Oleh Prof. Dr. Tgk. H. Zulkarnain, MA (Abu Chik Diglee)
Rintik hujan di hari Sabtu tanggal 22 November 2025 awalnya dipandang sebagai hujan biasa menjelang akhir tahun. Namun realitasnya, itu bukan hujan biasa, karena ada faktor lain yang memicunya, yaitu Siklon Tropis Senyar. Siklon Tropis Senyar adalah jenis siklon tropis langka yang berbahaya dan mematikan. Dimana, Siklon Tropis Senyar memiliki kecepatan angin maksimum mencapai 49 mph atau 80 km/jam dengan muatan hujan yang sangat lebat.
Hujan pun tidak kunjung berhenti, sampai akhirnya hari Rabu 26 November 2025, sungai-sungai di Aceh, Sumatera Utara, dan Sumatera Barat tidak mampu lagi menampung debit air yang tercurah dengan skala besar, maka muncul air disertai lumpur, sampah dan kayu-kayu balok berskala besar melimpah ke pemukiman penduduk, meluluh-lantakkan rumah rumah, menumbangkan tower, menyapu jembatan, dan merobohkan tiang tiang listrik.

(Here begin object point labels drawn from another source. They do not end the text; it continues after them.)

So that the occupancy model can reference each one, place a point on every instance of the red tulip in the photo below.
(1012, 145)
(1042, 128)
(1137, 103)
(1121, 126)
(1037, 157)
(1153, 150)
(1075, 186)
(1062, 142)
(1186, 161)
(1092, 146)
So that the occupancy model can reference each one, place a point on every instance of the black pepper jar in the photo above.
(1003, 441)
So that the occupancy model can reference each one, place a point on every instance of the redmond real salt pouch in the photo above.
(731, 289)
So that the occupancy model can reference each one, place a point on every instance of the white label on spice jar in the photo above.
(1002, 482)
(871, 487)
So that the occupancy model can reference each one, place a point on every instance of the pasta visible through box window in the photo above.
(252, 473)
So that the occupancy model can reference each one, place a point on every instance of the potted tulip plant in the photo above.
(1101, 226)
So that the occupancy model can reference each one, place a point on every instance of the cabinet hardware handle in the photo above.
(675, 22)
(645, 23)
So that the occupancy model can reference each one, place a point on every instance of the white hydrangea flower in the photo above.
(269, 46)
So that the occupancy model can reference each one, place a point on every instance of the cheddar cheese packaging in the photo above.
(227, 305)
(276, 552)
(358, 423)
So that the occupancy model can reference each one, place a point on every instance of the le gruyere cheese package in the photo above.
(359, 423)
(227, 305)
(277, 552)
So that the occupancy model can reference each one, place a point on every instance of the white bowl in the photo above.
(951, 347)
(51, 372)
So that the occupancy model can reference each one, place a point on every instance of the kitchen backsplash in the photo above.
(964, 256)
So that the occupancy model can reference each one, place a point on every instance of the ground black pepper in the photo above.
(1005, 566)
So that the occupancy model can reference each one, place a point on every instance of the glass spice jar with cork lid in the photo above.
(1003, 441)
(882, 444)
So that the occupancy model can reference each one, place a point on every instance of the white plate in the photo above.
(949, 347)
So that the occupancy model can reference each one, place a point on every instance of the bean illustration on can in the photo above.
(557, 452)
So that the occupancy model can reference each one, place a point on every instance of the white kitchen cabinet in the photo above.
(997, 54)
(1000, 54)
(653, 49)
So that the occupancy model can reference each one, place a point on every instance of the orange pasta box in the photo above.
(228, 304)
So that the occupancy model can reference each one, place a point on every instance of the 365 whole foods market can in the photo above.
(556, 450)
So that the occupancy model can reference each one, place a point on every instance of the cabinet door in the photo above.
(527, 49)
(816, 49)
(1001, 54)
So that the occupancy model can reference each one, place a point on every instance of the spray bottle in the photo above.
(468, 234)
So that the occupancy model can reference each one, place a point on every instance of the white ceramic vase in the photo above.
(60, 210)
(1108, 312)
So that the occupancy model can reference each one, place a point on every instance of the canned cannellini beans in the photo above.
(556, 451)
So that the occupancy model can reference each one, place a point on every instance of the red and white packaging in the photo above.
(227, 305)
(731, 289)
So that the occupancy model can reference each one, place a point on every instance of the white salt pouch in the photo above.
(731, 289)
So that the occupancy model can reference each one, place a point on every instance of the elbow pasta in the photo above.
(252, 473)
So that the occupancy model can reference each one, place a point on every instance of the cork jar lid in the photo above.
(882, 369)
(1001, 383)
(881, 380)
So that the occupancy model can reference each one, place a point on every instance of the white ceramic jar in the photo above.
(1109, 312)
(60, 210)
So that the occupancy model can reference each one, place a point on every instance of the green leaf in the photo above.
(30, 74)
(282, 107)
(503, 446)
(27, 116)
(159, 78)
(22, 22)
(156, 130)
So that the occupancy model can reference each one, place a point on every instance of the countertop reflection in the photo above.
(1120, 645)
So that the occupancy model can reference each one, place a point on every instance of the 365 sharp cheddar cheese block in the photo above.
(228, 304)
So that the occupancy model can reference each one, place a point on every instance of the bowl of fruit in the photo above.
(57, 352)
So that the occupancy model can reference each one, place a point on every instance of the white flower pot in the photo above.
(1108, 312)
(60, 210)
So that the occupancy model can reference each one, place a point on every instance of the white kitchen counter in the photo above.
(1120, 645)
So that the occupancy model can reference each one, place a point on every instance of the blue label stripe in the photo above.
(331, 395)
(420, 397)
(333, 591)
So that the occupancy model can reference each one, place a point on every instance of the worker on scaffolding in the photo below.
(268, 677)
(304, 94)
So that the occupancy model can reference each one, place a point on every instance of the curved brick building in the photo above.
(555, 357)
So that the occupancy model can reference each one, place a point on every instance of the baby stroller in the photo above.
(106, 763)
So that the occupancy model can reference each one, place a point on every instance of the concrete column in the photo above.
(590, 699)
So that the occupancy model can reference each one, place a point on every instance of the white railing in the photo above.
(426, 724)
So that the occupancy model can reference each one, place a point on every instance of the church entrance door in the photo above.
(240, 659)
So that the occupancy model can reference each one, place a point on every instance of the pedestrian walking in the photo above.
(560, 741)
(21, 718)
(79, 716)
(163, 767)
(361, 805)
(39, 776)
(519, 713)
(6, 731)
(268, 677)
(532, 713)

Dampaknya begitu mematikan, korban pun berjatuhan, diperkirakan lebih dari 1.000 jiwa melayang, ribuan orang kehilangan rumah tempat tinggal, listrik padam berhari-hari, jalur komunikasi digital terputus, air bersih menjadi benda langka, stok pangan hilang terbawa derasnya arus air yang mengalir. Dalam kegelapan malam tak jarang terdengar rintih tangis bayi dan anak-anak yang lapar dan tercekam rasa takut. Begitu dahsyatnya banjir bandang yang menimpa Sumatera (Aceh, Sumatera Utara, dan Sumatera Barat) di akhir tahun 2025, lebih dahsyat dari peristiwa tsunami yang pernah menimpa Aceh pada tanggal 26 Desember tahun 2004 atau 21 tahun yang silam.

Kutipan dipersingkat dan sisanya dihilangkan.